恋人と語らい口づけしたあの池に降りる通りから懐かしくその場所を見下ろす。
そしてそのまま俺の短い青春の日々を刻んだ学び舎、ゼバスの校舎の方へと足を伸ばす。
時折ー、シスターリボンやネクタイを締め楽器ケースを背負った俺の後輩たちとすれ違う。
キラキラした瞳に屈託のない笑顔。
何とも眩しい気分で奴らを見ながらそのまま校舎の裏手へ回った。
ーー オルフェウスの窓!
柵越しにあの懐かしい塔の下に立つ。
少年の日俺が塔の窓から故郷の空を求めて彼方を眺めていたあの窓は、今も健在だった。
石造りの、幾分か朽ちたその窓は相変わらずこの学び舎の塔にあり、激動の人生への口を開き続けていた。
今でも鮮明に思い出す。
塔の窓を見上げた、あいつの輝く金の頭を。
ーー ふ…。
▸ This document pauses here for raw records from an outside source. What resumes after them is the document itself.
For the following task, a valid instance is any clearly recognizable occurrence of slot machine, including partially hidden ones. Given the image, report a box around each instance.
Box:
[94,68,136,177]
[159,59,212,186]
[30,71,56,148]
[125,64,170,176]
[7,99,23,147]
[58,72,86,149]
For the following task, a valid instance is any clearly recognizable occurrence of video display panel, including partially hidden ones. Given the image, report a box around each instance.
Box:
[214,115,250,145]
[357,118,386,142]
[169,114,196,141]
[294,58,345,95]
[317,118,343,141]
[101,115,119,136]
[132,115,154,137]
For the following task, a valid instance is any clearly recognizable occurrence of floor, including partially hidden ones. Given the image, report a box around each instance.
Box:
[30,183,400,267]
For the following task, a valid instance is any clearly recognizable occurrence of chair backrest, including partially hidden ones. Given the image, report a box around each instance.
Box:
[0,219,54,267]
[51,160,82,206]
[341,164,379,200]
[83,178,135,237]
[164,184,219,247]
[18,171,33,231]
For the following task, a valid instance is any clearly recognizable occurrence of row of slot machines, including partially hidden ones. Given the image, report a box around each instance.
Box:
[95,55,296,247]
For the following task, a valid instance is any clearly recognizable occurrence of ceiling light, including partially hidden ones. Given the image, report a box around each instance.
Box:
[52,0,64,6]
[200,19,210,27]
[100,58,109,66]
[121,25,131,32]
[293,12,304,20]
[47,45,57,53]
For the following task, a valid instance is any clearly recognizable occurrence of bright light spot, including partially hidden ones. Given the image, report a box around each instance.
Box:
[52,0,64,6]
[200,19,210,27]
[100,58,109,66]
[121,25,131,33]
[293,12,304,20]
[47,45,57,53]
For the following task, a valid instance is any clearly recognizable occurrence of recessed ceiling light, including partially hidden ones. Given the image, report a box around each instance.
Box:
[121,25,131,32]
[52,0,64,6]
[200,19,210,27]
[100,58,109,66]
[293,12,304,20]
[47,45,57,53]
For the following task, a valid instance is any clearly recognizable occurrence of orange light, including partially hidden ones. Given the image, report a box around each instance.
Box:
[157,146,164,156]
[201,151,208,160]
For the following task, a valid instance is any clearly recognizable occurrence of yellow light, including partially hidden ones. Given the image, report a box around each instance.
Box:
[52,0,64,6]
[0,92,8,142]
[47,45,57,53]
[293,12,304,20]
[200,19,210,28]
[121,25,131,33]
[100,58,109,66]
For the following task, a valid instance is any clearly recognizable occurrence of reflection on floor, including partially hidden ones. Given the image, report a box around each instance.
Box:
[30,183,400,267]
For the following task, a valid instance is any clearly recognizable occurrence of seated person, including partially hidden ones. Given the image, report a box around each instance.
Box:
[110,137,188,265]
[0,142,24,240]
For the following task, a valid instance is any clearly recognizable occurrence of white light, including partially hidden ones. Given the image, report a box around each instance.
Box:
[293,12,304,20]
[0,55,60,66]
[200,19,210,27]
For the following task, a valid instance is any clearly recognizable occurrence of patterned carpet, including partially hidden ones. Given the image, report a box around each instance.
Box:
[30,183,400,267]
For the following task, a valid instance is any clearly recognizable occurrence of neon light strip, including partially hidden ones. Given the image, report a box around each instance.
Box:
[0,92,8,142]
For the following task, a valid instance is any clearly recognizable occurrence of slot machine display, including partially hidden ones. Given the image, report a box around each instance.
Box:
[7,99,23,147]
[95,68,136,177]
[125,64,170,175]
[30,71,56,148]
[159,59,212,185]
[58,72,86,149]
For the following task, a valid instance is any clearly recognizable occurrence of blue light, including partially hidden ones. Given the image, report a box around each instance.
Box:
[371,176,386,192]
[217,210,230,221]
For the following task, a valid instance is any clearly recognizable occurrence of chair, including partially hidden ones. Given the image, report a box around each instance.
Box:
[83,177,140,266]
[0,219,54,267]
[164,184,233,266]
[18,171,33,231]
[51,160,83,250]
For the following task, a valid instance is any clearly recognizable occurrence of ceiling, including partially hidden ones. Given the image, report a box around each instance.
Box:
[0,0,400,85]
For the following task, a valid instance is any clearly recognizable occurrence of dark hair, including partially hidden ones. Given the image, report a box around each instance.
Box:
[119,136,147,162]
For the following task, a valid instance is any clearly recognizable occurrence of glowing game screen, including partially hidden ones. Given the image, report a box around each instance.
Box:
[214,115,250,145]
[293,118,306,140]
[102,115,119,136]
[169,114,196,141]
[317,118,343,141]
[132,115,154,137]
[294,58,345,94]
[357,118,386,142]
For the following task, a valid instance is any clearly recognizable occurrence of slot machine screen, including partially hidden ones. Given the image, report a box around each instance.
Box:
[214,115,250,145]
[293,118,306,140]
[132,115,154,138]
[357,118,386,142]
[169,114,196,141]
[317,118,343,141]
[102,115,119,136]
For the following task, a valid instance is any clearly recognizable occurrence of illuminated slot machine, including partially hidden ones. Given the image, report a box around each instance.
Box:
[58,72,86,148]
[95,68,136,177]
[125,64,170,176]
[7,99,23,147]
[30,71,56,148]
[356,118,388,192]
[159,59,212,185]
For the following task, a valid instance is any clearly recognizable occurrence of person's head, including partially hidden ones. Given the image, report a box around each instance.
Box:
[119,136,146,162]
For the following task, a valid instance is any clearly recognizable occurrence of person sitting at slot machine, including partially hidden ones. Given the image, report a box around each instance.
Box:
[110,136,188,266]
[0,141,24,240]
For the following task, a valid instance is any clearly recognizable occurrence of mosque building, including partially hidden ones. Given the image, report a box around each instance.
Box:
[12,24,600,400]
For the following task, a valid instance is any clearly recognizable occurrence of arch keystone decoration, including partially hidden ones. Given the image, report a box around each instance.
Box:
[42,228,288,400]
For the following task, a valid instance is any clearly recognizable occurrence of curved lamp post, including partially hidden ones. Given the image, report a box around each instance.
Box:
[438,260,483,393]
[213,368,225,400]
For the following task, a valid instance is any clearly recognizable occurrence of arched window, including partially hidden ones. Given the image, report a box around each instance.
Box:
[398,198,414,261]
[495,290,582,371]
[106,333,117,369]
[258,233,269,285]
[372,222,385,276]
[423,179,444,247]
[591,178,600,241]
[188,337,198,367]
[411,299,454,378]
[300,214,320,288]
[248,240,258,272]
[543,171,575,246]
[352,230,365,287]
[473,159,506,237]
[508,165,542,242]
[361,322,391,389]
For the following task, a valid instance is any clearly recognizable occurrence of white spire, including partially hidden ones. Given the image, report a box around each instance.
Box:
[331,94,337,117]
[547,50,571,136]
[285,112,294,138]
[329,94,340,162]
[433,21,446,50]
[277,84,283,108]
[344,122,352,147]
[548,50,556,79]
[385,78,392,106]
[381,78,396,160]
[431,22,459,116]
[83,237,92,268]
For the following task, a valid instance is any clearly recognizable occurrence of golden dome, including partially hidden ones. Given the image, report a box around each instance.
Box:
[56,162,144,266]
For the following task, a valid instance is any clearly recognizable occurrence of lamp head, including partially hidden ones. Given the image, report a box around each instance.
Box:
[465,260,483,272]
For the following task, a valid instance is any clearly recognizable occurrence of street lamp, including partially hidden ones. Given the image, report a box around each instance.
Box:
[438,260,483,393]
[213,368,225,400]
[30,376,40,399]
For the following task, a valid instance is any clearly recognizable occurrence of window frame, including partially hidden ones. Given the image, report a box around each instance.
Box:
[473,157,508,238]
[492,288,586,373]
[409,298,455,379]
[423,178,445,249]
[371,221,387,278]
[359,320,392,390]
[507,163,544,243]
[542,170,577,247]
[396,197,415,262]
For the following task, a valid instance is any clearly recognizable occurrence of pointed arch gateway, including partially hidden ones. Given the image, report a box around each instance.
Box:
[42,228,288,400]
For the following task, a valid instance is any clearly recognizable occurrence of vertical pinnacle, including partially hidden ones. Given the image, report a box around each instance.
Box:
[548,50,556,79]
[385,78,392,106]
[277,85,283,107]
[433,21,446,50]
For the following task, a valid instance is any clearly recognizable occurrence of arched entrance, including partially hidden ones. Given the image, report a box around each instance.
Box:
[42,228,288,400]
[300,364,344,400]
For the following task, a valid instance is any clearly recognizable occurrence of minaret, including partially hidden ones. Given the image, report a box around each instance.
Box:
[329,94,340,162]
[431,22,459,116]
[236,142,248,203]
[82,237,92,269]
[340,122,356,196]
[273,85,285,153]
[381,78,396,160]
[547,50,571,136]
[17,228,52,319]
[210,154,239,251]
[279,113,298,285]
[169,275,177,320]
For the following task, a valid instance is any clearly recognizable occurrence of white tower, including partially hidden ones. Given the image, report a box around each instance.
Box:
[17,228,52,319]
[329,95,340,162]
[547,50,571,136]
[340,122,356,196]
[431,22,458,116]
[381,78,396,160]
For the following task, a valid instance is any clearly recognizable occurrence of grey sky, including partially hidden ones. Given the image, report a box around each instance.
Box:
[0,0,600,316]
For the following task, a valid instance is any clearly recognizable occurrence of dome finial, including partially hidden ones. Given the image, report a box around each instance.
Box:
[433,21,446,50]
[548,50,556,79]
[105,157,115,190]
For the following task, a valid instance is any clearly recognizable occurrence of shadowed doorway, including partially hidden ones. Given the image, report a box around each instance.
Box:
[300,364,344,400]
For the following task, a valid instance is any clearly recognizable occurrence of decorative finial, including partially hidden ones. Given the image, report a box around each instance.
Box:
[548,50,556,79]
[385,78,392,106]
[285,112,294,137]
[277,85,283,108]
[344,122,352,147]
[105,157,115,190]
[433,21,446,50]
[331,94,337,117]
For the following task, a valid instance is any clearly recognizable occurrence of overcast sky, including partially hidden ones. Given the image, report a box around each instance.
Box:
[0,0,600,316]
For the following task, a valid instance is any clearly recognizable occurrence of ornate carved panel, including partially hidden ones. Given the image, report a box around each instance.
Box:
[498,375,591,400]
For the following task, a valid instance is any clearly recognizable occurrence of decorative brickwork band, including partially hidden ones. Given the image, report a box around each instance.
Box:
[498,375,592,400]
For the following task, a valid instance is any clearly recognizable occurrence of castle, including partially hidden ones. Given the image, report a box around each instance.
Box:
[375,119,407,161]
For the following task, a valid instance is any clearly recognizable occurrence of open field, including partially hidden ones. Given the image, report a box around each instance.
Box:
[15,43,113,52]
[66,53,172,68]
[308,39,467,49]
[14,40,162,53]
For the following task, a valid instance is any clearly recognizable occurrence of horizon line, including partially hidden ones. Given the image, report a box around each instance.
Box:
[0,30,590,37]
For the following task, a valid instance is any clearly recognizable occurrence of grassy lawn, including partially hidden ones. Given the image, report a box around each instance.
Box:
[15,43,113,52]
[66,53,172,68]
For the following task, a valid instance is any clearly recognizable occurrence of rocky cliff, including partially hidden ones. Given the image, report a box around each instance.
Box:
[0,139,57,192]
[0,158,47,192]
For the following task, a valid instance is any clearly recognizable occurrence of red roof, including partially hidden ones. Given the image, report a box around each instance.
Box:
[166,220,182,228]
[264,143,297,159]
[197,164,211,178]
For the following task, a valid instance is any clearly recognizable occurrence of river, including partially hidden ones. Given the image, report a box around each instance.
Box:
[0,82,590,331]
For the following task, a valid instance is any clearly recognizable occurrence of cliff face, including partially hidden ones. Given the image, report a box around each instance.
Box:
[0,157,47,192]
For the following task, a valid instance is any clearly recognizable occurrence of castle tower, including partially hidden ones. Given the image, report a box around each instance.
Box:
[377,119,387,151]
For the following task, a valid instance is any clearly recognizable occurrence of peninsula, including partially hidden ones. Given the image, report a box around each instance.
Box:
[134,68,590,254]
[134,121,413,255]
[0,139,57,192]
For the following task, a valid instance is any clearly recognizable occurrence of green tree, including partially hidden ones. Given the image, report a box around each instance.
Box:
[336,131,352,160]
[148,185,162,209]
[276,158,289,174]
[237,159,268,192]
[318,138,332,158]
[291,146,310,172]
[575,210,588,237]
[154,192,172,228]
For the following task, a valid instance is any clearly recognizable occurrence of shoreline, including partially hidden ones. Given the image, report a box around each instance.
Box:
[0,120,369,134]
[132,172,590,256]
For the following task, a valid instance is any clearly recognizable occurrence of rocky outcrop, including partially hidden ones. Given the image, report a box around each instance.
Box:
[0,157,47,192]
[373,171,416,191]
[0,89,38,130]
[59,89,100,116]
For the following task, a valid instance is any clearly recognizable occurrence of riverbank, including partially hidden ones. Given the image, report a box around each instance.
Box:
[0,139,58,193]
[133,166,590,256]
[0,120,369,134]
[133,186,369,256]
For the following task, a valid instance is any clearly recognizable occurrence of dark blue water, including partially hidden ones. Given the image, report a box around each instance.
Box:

らしくもねぇか。
ユリウスはもう三十路だ。…あの頃から随分と時間が流れて行った。
青春のひと時を美しい色で彩った俺の不滅の恋人の面影が瞼の奥に浮かぶ。
あの時のまま永遠に色褪せず少女のままの俺のエウリディケ。
俺は―
スヴェーチャに背中を押されてレーゲンスブルクまでやって来たというのに、まだ残酷な現実を突き付けられることを恐れて、あいつの実家―、アーレンスマイヤ家の前を逃げるように通り過ぎて、この場所に立っていた。
〜〜〜〜
あれから、ロシアも、そしてここドイツも色々なことがあった。
きっとこの街で生活していた沢山の人間がこの街を去り、あるいは人生を終えているのだろう。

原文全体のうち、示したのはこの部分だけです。